Sign convention: choose the sign matching \(x_0\), so that \(v_0 = x_0 + \operatorname{sign}(x_0)\|x\|\) is a sum of same-sign terms. The alternative \(v_0 = x_0 - \|x\|\) suffers catastrophic cancellation when \(x_0 \approx \|x\|\). Concisely:

\[ v_0 \mathrel{+}= \operatorname{sign}(x_0)\|x\| \]

Algorithm

Apply \(r = \min(m-1, n)\) reflections. Step \(k\) zeros all entries of column \(k\) strictly below the diagonal by applying \(H_k = I - 2\hat{v}_k\hat{v}_k^T\) to the trailing submatrix \(R[k:m,\, k:n]\):

\[ R[k:m,\, j] \;\leftarrow\; R[k:m,\, j] - 2\hat{v}_k\!\left(\hat{v}_k^T R[k:m,\, j]\right), \quad j = k, \ldots, n-1 \]

After \(r\) steps, \(R\) is upper triangular. The full \(Q\) is recovered by accumulating reflectors in reverse order starting from \(Q = I_m\):

\[ Q \;\leftarrow\; H_0 H_1 \cdots H_{r-1} \]

(built as \(Q \leftarrow H_{r-1}, \ldots, H_0\) applied right-to-left).

If only \(Q^Tb\) is required for a least-squares solve, apply each \(H_k\) directly to \(b\) in \(O(mn)\) total — never form \(Q\) explicitly.

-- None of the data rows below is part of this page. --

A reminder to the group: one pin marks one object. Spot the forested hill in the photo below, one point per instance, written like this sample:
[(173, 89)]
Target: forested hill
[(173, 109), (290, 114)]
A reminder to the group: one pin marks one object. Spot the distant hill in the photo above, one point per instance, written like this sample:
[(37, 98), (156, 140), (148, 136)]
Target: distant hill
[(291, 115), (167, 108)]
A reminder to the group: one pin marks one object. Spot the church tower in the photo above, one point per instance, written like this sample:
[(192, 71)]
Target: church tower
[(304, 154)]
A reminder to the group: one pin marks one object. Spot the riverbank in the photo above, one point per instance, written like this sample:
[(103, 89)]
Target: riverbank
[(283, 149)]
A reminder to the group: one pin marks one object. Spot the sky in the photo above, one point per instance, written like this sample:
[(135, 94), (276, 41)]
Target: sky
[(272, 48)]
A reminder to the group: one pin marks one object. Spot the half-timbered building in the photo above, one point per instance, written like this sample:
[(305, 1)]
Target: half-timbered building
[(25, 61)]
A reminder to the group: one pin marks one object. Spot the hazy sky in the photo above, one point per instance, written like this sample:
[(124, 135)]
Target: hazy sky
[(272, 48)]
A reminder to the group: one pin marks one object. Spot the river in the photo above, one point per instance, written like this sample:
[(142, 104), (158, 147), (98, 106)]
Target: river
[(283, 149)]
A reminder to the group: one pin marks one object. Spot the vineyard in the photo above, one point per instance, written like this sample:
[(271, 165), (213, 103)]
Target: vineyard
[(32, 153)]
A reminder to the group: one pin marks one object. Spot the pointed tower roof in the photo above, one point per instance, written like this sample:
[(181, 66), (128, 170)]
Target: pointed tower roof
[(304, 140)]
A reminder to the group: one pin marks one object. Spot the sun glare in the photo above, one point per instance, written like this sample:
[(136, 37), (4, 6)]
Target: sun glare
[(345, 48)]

Why Householder Beats Gram-Schmidt

Classical Gram-Schmidt orthogonalizes columns sequentially and is not backward stable: round-off in early columns corrupts later ones, and for ill-conditioned matrices the computed \(Q\) can be far from orthogonal.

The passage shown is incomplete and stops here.